Did you read Pulitzer Prize-wining journalist Jose Antonio Vargas' incredible story in the New York Times? It is a sad but inspiring tale of growing up undocumented in the U.S. and achieving bright success against all odds. It is a strikingly American story.
An award-winning journalist, Jose quit his job to start the project "Define American" to strike up a more civil, inclusive debate about our broken immigration system. Now, Jose is already facing heated anti-immigrant backlash from being brave enough to tell his story publicly. Some say that he should be deported -- others are saying worse.
Please take a moment to sign the petition to stand with Jose and "Define American" based on our deepest values of hard work, tolerance, and justice for those who have grown up on our shores.
Here's a little taste of Jose's story:
I decided then that I could never give anyone reason to doubt I was an American. I convinced myself that if I worked enough, if I achieved enough, I would be rewarded with citizenship. I felt I could earn it.
I’ve tried. Over the past 14 years, I’ve graduated from high school and college and built a career as a journalist, interviewing some of the most famous people in the country. On the surface, I’ve created a good life. I’ve lived the American dream.
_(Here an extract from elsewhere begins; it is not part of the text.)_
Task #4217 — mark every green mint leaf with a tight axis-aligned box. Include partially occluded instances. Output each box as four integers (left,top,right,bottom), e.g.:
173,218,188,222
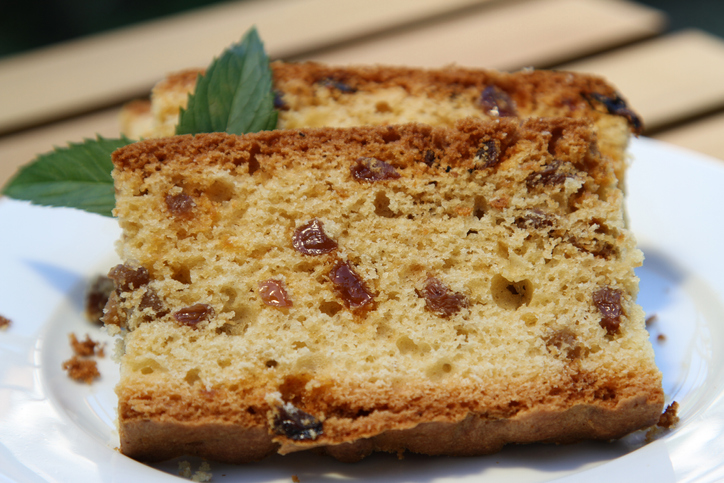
176,28,277,134
3,136,133,216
But I am still an undocumented immigrant. And that means living a different kind of reality. It means going about my day in fear of being found out. It means rarely trusting people, even those closest to me, with who I really am. It means keeping my family photos in a shoebox rather than displaying them on shelves in my home, so friends don’t ask about them. It means reluctantly, even painfully, doing things I know are wrong and unlawful. And it has meant relying on a sort of 21st-century underground railroad of supporters, people who took an interest in my future and took risks for me.
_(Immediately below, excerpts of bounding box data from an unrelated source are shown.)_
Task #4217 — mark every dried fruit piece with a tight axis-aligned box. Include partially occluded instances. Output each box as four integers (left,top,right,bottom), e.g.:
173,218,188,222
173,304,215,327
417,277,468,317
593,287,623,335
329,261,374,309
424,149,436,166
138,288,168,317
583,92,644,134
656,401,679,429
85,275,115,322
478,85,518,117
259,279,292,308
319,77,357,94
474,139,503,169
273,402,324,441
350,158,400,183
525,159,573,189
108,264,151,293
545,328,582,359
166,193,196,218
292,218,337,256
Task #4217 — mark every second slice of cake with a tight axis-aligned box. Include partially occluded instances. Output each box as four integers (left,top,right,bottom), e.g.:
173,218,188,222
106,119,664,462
Last year I read about four students who walked from Miami to Washington to lobby for the Dream Act, a nearly decade-old immigration bill that would provide a path to legal permanent residency for young people who have been educated in this country. At the risk of deportation — the Obama administration has deported almost 800,000 people in the last two years — they are speaking out. Their courage has inspired me.
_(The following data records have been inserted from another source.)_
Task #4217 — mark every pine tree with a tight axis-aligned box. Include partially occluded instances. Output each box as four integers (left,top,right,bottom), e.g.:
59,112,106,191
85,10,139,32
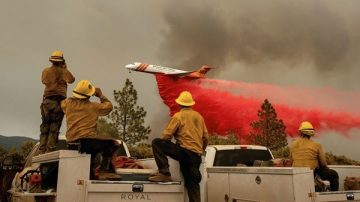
110,79,151,144
248,99,288,150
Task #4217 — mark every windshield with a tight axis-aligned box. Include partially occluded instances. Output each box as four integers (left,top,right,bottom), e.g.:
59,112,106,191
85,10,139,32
213,149,272,166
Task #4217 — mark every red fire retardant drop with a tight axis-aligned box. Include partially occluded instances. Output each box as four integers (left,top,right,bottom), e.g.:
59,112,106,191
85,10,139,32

There are believed to be 11 million undocumented immigrants in the United States. We’re not always who you think we are. Some pick your strawberries or care for your children. Some are in high school or college. And some, it turns out, write news articles you might read. I grew up here. This is my home. Yet even though I think of myself as an American and consider America my country, my country doesn’t think of me as one of its own.